Perlombaan pekan olahraga telah dimulai dengan beberapa pengurus OSIS yang mengadakan berbagai pertandingan. Kehebohan siswa-siswi tak luput dari pengamatan para guru-guru yang berada di sana.

Para panitia lomba menatap takjub atas pencapaiannya selama ini. Ferani menyenggol lengan Lani, membuat gadis itu menoleh ke arahnya. “Kakak gue dapet berapa poin?”

“Terakhir! Ini poin terakhir!” jawab Lani masih dengan posisinya, duduk di bangku panitia tanpa menoleh ke arah orang yang kini sedang bertanya kepadanya.

Blush!

Sebuah bola berhasil masuk ke dalam ring, membuat para penonton terbelalak, takjub. Sekaligus berteriak histeris.

“YEEEE!!! VEGALTA MENANG!!” teriak seorang siswi kelas 12 IPS D yang kini sedang jingkrak-jingkrak kesenangan karena sang idola berhasil mendapatkan poin tertinggi, sekaligus pemenang akhir dari perlombaan bola basket.
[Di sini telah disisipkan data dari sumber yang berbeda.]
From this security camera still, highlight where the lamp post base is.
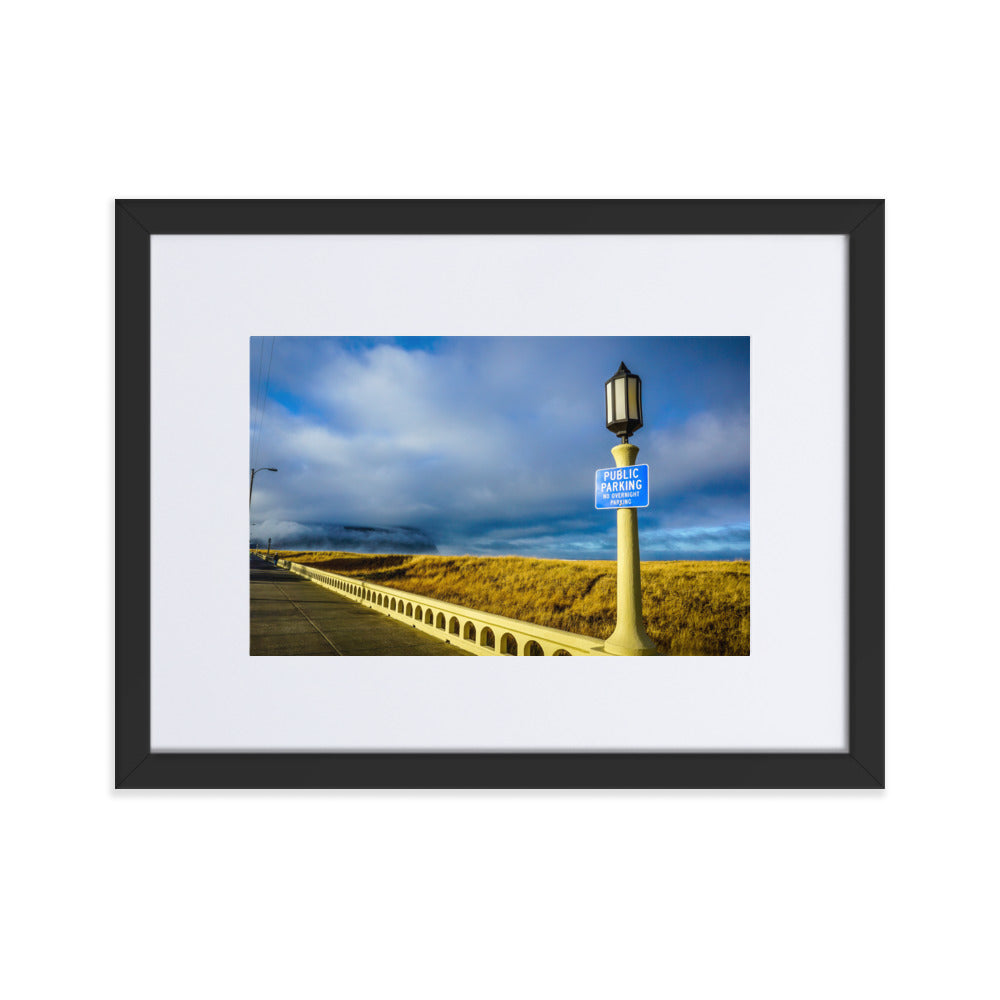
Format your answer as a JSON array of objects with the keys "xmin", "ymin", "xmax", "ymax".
[
  {"xmin": 604, "ymin": 634, "xmax": 659, "ymax": 656},
  {"xmin": 604, "ymin": 444, "xmax": 658, "ymax": 656}
]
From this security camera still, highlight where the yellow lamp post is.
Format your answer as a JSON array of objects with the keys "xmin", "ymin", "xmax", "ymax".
[{"xmin": 604, "ymin": 361, "xmax": 657, "ymax": 656}]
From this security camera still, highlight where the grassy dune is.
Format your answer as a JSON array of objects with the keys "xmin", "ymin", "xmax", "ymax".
[{"xmin": 275, "ymin": 551, "xmax": 750, "ymax": 656}]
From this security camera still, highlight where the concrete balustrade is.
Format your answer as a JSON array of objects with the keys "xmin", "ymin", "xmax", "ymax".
[{"xmin": 276, "ymin": 559, "xmax": 608, "ymax": 656}]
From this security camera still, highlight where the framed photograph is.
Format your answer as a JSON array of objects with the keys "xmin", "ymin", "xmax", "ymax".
[{"xmin": 115, "ymin": 199, "xmax": 884, "ymax": 789}]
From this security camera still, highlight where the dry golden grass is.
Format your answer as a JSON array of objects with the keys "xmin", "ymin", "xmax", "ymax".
[{"xmin": 274, "ymin": 551, "xmax": 750, "ymax": 656}]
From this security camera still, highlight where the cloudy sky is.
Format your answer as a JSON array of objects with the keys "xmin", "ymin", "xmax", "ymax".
[{"xmin": 249, "ymin": 337, "xmax": 750, "ymax": 559}]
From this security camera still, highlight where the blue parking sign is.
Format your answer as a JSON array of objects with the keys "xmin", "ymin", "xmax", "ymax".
[{"xmin": 594, "ymin": 465, "xmax": 649, "ymax": 510}]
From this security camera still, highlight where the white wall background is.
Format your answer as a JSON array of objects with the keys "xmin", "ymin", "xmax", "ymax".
[{"xmin": 0, "ymin": 0, "xmax": 1000, "ymax": 1000}]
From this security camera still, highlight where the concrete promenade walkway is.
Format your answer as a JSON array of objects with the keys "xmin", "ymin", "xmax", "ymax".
[{"xmin": 250, "ymin": 556, "xmax": 472, "ymax": 656}]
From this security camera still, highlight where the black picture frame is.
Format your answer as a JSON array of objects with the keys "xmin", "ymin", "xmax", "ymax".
[{"xmin": 115, "ymin": 199, "xmax": 885, "ymax": 789}]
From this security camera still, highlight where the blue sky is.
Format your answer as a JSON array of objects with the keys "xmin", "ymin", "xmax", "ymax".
[{"xmin": 250, "ymin": 337, "xmax": 750, "ymax": 560}]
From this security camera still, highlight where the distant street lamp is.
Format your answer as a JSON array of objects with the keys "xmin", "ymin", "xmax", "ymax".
[
  {"xmin": 604, "ymin": 361, "xmax": 657, "ymax": 656},
  {"xmin": 247, "ymin": 465, "xmax": 278, "ymax": 509}
]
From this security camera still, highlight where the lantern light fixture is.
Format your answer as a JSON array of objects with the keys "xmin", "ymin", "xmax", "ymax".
[{"xmin": 604, "ymin": 361, "xmax": 642, "ymax": 444}]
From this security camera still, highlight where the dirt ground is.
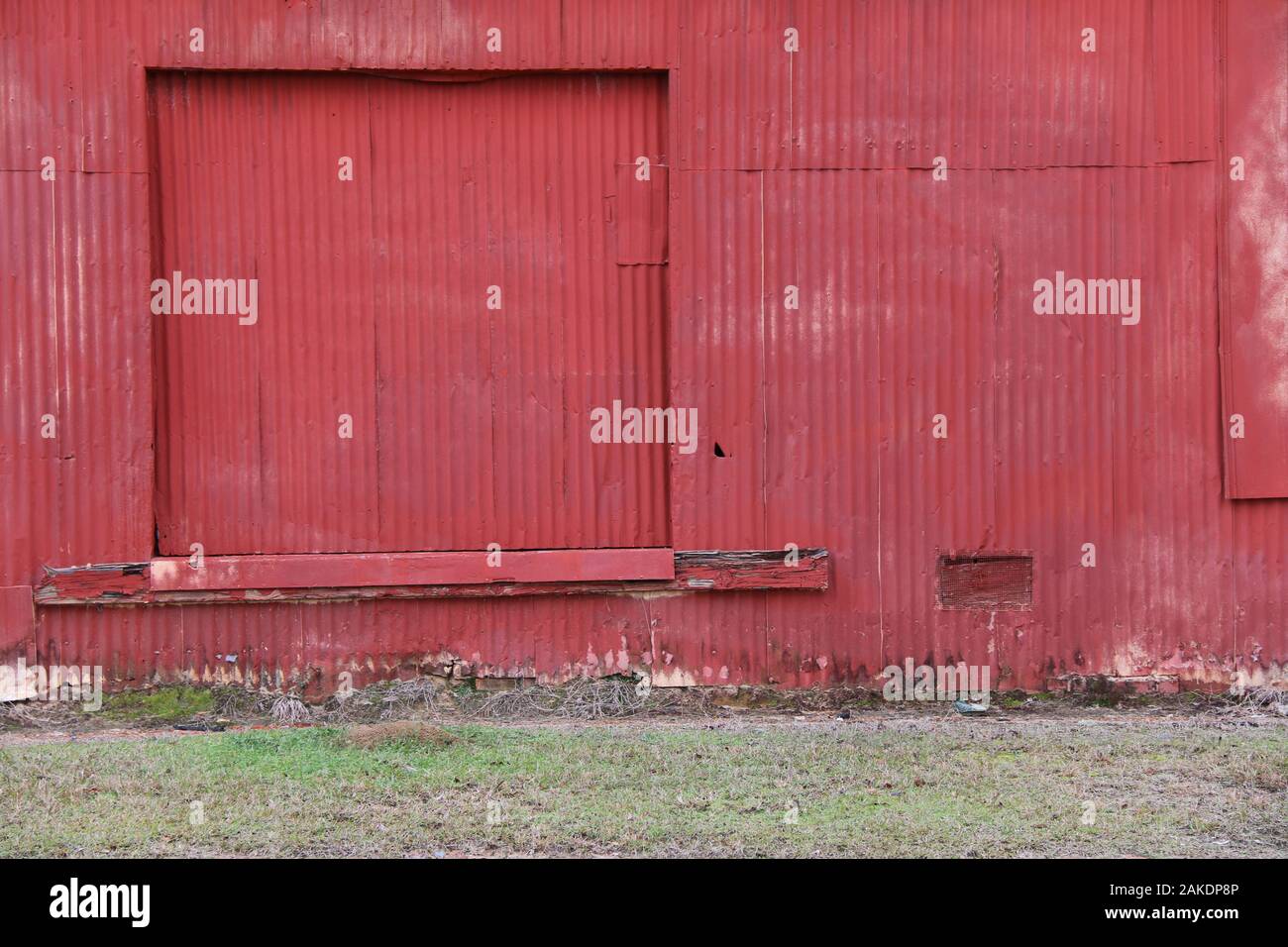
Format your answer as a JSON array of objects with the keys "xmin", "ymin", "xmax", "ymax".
[{"xmin": 0, "ymin": 682, "xmax": 1288, "ymax": 858}]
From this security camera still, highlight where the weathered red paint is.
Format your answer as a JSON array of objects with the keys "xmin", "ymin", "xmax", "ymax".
[{"xmin": 0, "ymin": 0, "xmax": 1288, "ymax": 686}]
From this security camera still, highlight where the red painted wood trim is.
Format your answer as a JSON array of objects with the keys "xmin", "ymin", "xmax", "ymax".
[
  {"xmin": 152, "ymin": 549, "xmax": 675, "ymax": 591},
  {"xmin": 34, "ymin": 549, "xmax": 828, "ymax": 605}
]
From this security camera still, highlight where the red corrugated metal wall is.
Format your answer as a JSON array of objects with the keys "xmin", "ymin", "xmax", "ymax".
[
  {"xmin": 154, "ymin": 72, "xmax": 670, "ymax": 556},
  {"xmin": 0, "ymin": 0, "xmax": 1288, "ymax": 686}
]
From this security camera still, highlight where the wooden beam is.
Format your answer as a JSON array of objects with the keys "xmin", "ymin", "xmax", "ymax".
[
  {"xmin": 152, "ymin": 549, "xmax": 675, "ymax": 591},
  {"xmin": 34, "ymin": 549, "xmax": 828, "ymax": 605}
]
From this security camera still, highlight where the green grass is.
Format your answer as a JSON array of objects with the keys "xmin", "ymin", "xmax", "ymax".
[{"xmin": 0, "ymin": 720, "xmax": 1288, "ymax": 857}]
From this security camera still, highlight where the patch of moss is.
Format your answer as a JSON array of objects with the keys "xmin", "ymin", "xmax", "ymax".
[{"xmin": 102, "ymin": 686, "xmax": 215, "ymax": 723}]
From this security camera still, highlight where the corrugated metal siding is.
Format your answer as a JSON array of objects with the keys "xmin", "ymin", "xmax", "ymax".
[
  {"xmin": 155, "ymin": 72, "xmax": 669, "ymax": 554},
  {"xmin": 0, "ymin": 0, "xmax": 1288, "ymax": 686}
]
Vegalta tersenyum sinis, membuang bola basketnya ke arah temannya, Hinton. Lalu berlari ke pinggir lapangan, yang disuguhi oleh berbagai minuman.
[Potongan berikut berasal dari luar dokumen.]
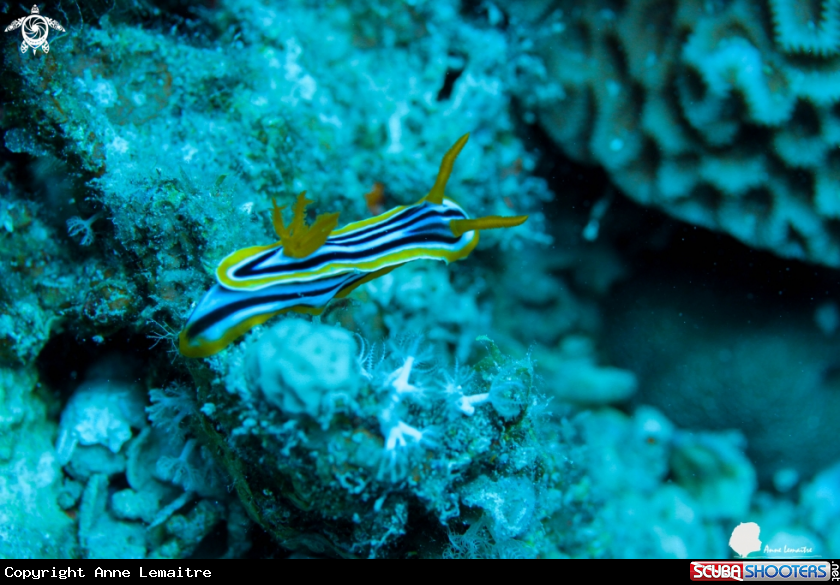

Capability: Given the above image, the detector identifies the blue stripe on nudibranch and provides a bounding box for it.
[179,134,527,357]
[216,199,478,290]
[179,273,367,357]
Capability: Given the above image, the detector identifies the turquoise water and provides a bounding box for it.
[0,0,840,559]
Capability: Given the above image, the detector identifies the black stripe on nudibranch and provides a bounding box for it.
[233,231,463,279]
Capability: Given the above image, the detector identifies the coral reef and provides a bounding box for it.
[199,319,586,556]
[500,0,840,267]
[0,0,840,558]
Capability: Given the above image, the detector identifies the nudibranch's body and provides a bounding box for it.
[179,134,527,357]
[216,199,478,290]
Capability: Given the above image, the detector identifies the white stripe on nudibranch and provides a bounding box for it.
[179,134,528,357]
[216,199,478,290]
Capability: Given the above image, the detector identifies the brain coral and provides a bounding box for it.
[502,0,840,266]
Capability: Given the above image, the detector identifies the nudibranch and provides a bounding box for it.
[179,134,528,357]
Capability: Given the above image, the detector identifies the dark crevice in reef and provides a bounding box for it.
[36,329,157,407]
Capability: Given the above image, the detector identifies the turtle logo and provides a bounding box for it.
[5,4,64,53]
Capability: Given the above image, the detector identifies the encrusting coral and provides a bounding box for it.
[501,0,840,266]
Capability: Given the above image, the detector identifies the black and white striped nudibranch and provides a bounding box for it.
[179,134,528,357]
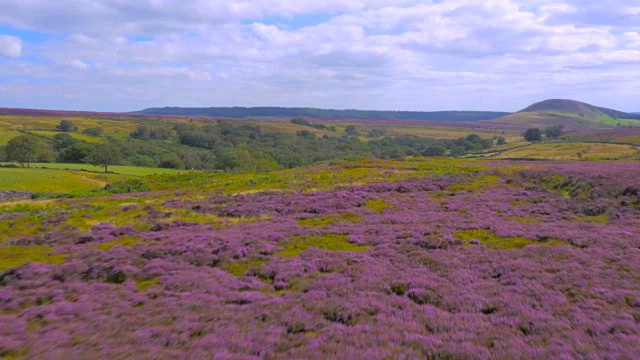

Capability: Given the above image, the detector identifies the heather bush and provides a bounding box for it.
[0,163,640,359]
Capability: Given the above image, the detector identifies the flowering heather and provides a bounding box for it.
[0,162,640,359]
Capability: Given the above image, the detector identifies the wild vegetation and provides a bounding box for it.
[0,102,640,359]
[0,158,640,358]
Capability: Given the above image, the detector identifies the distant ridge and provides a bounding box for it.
[519,99,640,120]
[134,107,510,121]
[492,99,640,130]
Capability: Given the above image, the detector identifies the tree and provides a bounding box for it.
[58,142,96,163]
[5,135,53,167]
[90,144,121,172]
[82,127,104,136]
[465,134,482,143]
[53,133,78,151]
[524,128,542,142]
[544,125,564,139]
[56,120,78,132]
Ferani yang hendak memberikan air minum kepada kakaknya pun berhenti, saat kedua matanya melihat Vegalta di kerumuni banyak orang.

“CEK! CEK! UNTUK PERLOMBAAN BOLA BASKET SUDAH SELESAI. DIHARAPKAN UNTUK YANG MEMBAWA JAJANAN DAN BEKAS MAKANAN DI PINGGIR LAPANGAN TOLONG DIBUANG DI TEMPAT SAMPAH. AETS ... JANGAN BUBAR DULU! KARENA SEKARANG BAKALAN ADA GIVEAWAY UNTUK PARA PENONTON YANG MENONTON PERTANDINGAN INI DENGAN SUNGGUH-SUNGGUH!” teriak Giovani yang mengumumkan kepada seluruh siswa-siswi sekolahnya untuk tetap berada di lapangan dan bisa mengikuti giveaway yang di adakan oleh pihak OSIS itu sendiri, dengan microfon yang masih berada di tangannya.

woy giveaway apaan tuh?

Wah gila-gila! Baru kali ini perlombaan porak ada giveaway nya

Ikutan ah!

Suara bisik-bisik terdengar begitu jelas oleh beberapa panitia lomba yang berada di lapangan. Hal itu pun menjadi sorotan para guru-guru yang tidak mengetahui apapun.
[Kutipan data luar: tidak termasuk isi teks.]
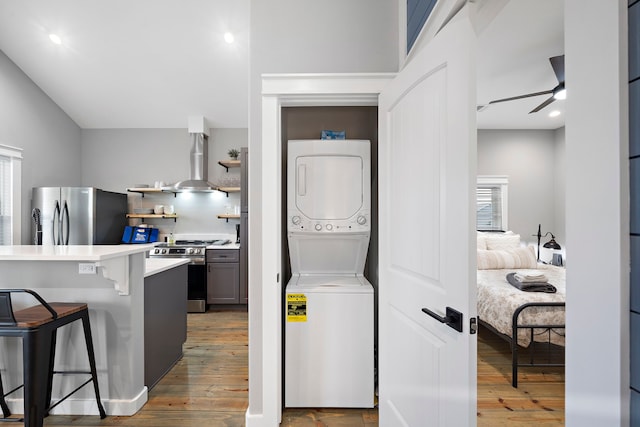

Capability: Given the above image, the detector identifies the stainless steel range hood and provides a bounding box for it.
[169,133,217,191]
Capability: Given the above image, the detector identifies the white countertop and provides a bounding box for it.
[144,258,189,277]
[0,243,156,262]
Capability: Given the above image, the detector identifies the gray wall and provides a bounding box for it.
[478,128,565,247]
[249,0,398,417]
[82,127,248,239]
[0,51,81,244]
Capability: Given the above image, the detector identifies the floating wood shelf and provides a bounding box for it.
[218,160,240,172]
[127,214,178,222]
[218,187,240,197]
[218,214,240,222]
[127,187,176,197]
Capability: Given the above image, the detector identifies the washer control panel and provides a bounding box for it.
[287,211,371,233]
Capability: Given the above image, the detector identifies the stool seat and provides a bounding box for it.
[0,289,106,427]
[13,302,88,328]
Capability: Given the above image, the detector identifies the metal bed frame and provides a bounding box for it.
[478,302,565,388]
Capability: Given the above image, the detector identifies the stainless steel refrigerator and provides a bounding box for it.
[239,147,249,304]
[31,187,127,245]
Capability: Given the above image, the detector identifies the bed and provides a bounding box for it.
[477,233,566,387]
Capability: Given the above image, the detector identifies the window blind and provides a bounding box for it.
[476,186,503,231]
[0,156,13,245]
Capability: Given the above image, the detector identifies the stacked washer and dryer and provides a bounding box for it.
[284,140,375,408]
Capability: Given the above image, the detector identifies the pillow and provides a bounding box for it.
[485,234,520,250]
[477,246,538,270]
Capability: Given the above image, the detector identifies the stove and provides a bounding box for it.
[149,239,231,264]
[149,237,231,313]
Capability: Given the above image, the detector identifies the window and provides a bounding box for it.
[0,145,22,245]
[476,175,509,231]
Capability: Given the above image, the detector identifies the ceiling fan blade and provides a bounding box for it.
[549,55,564,83]
[489,90,553,104]
[529,96,556,114]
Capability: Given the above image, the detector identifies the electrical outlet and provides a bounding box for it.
[78,262,97,274]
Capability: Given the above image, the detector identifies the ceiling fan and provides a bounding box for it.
[489,55,567,114]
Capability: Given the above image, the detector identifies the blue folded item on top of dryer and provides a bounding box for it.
[320,130,347,139]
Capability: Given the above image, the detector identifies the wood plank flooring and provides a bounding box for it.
[38,310,564,427]
[478,327,564,427]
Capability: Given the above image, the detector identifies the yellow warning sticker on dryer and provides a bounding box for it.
[287,294,307,322]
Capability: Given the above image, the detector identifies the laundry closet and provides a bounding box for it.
[281,106,378,407]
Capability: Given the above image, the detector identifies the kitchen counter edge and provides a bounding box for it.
[0,243,156,262]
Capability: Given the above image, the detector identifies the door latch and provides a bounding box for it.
[422,307,463,332]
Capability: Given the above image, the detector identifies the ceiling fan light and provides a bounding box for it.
[49,33,62,45]
[553,85,567,99]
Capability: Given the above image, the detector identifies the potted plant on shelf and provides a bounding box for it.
[227,148,240,160]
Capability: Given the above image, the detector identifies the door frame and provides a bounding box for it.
[252,73,396,426]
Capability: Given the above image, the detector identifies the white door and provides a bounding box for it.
[379,7,476,427]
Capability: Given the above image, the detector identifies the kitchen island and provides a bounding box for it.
[0,244,186,415]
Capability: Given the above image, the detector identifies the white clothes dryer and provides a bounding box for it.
[284,140,375,407]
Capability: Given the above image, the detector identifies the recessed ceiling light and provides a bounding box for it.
[49,33,62,44]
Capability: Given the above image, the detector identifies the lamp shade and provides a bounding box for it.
[542,234,562,249]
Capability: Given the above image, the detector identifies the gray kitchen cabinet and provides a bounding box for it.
[144,264,187,390]
[207,249,241,304]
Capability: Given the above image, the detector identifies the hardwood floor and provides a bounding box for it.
[478,327,564,427]
[44,311,564,427]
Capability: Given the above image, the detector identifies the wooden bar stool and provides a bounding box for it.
[0,289,106,427]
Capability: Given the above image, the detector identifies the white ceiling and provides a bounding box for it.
[0,0,564,129]
[0,0,249,129]
[477,0,569,129]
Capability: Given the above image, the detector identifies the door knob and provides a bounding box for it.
[422,307,462,332]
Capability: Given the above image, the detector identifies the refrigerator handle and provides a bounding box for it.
[60,200,69,245]
[51,200,62,245]
[31,208,42,245]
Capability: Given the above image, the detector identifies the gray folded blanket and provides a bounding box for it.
[507,273,556,294]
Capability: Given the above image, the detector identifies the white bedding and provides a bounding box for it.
[478,264,566,347]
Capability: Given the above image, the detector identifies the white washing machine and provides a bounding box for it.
[284,140,375,408]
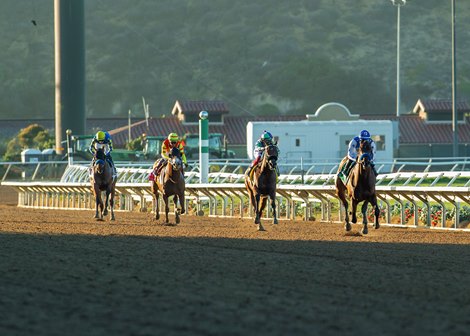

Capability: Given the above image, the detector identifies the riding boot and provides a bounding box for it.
[106,156,117,177]
[370,163,379,177]
[338,159,356,183]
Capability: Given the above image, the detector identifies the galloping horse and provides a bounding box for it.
[90,148,116,220]
[150,147,185,224]
[336,140,380,234]
[245,145,279,231]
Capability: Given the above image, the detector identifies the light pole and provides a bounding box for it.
[390,0,406,117]
[451,0,459,157]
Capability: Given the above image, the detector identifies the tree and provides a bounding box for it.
[3,124,54,161]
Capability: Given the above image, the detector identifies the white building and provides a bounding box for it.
[247,103,397,163]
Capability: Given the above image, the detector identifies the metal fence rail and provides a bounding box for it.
[2,165,470,228]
“Wah, ada giveaway nya juga ternyata. Kok Bapak nggak tau?” tanya Pak Bandu yang berada di sebelah Genan.

Laki-laki itu tersenyum tipis, melirik ke arah Ferani yang fokus kepada para penonton. “Ini berkat usulan dari Ferani, Pak. Siswi kelas 10 IPA c.”

Pak Bandu tersenyum simpul. “Genius, saya suka dengan porak kali ini. Simple namun memuaskan.”

“BAIK! UNTUK GIVEAWAY NYA KALIAN BISA BUKA HANDPHONE ANDROID KALIAN! LALU BUKA LINK YANG GUE SEBAR DI GRUP KELAS! PERTANYAAN NYA ADA 5 DAN KALIAN BISA JAWAB SEKARANG DENGAN WAKTU YANG CEPAT DAN TEPAT! SILAHKAN!” Giovani kembali mengintruksi membuat para siswa-siswi antusias membuka handphone miliknya masing-masing.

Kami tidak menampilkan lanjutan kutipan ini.